放課後、がいつものように図書室に行くと、 テトラちゃんがノートに向かって何かを描いていた。

「テトラちゃん、勉強中?」

テトラ「あっ、先輩! 村木先生からの《カード》です。 おもしろそうな《お楽しみ》をいただいたんですよ」

「《カード》は久しぶりだね。どんな問題だろう」

テトラ「はい。問題というか何というか……」

「うん?」

村木先生は、僕たちの学校の数学教師だ。

僕たちにときどき《カード》をくれる。

《カード》には数学の問題が書かれていたり、意味ありげな数式が書かれていたりする。

僕たちはその《カード》をきっかけに自由に数学を考え、ときには問題を自分で作り出し、解く。

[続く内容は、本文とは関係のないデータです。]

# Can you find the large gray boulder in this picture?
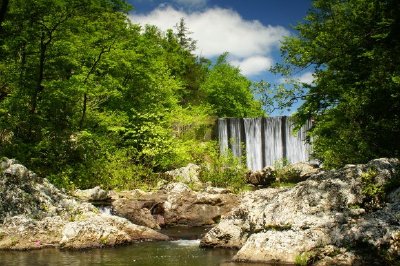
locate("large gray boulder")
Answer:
[201,159,400,265]
[112,182,238,228]
[0,158,167,250]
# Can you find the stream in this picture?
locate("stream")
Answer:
[0,227,274,266]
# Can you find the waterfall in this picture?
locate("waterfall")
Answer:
[262,117,284,169]
[244,118,263,169]
[218,118,228,154]
[228,118,244,157]
[218,116,311,170]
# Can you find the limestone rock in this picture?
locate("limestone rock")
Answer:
[73,186,111,202]
[60,214,168,249]
[0,158,167,250]
[201,158,400,265]
[112,183,238,228]
[165,163,201,184]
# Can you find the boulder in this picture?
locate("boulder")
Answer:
[0,158,168,250]
[112,183,238,228]
[246,166,276,187]
[201,159,400,265]
[73,186,111,203]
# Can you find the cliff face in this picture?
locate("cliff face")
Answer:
[0,158,167,249]
[201,159,400,265]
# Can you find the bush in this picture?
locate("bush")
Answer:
[200,142,247,192]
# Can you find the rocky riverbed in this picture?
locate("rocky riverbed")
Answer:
[0,159,400,265]
[0,158,168,250]
[201,159,400,265]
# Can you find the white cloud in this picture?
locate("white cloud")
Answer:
[173,0,208,7]
[230,56,273,76]
[131,5,289,75]
[296,72,314,84]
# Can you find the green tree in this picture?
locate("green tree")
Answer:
[201,53,265,117]
[268,0,400,167]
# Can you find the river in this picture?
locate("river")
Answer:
[0,227,276,266]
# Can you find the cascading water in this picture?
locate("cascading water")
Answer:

だから、村木先生からの《カード》は、僕たちの《お楽しみ》の一つなのだ。

テトラ「先日、サイクロイドやカージオイドを描いたじゃないですか」

「うん、楽しかったね」

サイクロイド第365回参照

カージオイド第366回参照

テトラ「あの話をレポートにまとめて、村木先生に持っていったんですよ」

「なるほど。研究発表だ」

テトラ「そ、そんなすごい内容じゃないんですが……ともかく、 直線上を円板が転がるときのサイクロイド第365回参照)、 固定した円板の回りを別の円板が転がるときのカージオイド第366回参照)について先生に話したんです。 そうしたら……」

「そうしたら《カード》がプレゼントされた、と」

テトラ「ですです。 円板が転がってできる曲線っておもしろいですねって言ったら、 こんな曲線はどうかなって……」

テトラちゃんが見せてくれた《カード》をのぞきこんだ。

村木先生からの《カード》

以下の手順で点 $P$ を定めます。

まず、中心が点 $Q(2, 0)$ で、半径が $2$ の円 $Q$ を固定します。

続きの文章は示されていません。